M. Y C a été placé en arrêt de travail à compter du 11 janvier 2014.
Le 24 mars 2014, à l’occasion d’une seule visite de reprise, le médecin du travail a déclaré M. Y C inapte à tout poste dans l’entreprise dans les termes suivants : 'Inapte à tous les postes dans l’entreprise M. Y C inaptitude (au poste d’employé libre service et à tout poste dans le magasin) n’ayant pas pour origine le poste de travail mais l’entreprise, le salarié serait apte à un poste analogue dans une autre entreprise (inaptitude constatée en une fois)'.

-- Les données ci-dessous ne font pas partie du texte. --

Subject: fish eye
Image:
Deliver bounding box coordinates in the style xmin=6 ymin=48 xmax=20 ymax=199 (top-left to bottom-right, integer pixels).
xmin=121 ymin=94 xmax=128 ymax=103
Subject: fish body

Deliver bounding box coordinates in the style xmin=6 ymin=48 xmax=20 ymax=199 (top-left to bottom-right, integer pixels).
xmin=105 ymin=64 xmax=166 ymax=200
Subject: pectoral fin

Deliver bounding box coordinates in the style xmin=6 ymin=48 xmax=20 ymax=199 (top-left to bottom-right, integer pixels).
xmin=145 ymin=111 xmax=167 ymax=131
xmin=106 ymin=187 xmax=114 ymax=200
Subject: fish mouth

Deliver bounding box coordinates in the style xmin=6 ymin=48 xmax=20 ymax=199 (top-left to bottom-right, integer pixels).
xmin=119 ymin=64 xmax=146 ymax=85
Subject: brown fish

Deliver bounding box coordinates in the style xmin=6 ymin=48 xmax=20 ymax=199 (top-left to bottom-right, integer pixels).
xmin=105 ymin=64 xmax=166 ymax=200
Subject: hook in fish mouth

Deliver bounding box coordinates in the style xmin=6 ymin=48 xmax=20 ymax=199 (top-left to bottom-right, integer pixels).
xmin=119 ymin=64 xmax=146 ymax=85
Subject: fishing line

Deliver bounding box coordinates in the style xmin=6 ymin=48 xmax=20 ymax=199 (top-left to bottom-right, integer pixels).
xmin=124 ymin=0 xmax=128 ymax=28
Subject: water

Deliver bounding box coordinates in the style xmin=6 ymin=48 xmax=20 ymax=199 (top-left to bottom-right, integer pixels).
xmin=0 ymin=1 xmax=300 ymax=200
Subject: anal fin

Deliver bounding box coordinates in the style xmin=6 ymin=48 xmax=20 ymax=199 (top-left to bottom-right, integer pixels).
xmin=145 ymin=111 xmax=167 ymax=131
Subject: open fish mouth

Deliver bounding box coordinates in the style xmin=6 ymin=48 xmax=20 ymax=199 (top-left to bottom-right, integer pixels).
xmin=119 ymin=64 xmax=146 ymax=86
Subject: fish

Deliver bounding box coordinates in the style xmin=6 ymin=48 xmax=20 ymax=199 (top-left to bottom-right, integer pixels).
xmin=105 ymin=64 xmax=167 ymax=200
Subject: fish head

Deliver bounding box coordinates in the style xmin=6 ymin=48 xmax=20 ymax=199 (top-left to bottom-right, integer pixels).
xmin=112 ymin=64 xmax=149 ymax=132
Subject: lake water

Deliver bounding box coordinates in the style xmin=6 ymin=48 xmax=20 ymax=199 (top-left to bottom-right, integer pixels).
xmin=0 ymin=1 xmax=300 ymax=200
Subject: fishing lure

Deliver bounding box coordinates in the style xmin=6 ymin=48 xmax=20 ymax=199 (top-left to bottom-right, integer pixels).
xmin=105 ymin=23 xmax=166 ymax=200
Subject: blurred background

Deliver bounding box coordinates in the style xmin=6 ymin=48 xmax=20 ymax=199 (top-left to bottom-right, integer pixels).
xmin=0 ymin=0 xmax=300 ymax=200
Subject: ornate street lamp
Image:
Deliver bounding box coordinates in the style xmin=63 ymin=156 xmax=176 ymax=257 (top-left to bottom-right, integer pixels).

Le 26 mars 2014, la société Bremodis a convoqué M. Y C à un entretien préalable à son éventuel licenciement.
Le 8 avril 2014, la société Bremodis a notifié à M. Y C son licenciement pour inaptitude.
Le 2 juin 2014, M. Y C a saisi le conseil de prud’hommes des Sables d’Olonne aux fins, sous le bénéfice de l’exécution provisoire du jugement à intervenir et en l’état de ses dernières prétentions, de voir :
— juger qu’il a été victime de harcèlement moral ou subsidiairement d’exécution fautive de son contrat de travail ;
— juger que son licenciement est nul et subsidiairement dépourvu de cause réelle et sérieuse ;
— condamner la société Bremodis à lui payer les sommes suivantes :
— 15 000 euros au titre du harcèlement moral ;
— 30 000 euros à titre d’indemnité pour licenciement nul ;
— 3 765,62 euros brut à titre d’indemnité compensatrice de préavis, outre celle de 376,56 euros brut au titre des congés payés y afférents ; – dire que ces sommes produiront intérêts au taux légal à compter de l’acte introductif de l’instance et que ces intérêts seront capitalisés par application de l’article 1154 du code civil ;
— ordonner à la société Bremodis de lui remettre un certificat de travail rectifié mentionnant un travail du 3 août 2008 au 11 avril 2014, ce sous astreinte de 50 euros par jour de retard à compter du jour de cette décision ;
— condamner la société Bremodis à lui payer la somme de 750 euros sur le fondement de l’article 700 du code de procédure civile ainsi qu’aux entiers dépens.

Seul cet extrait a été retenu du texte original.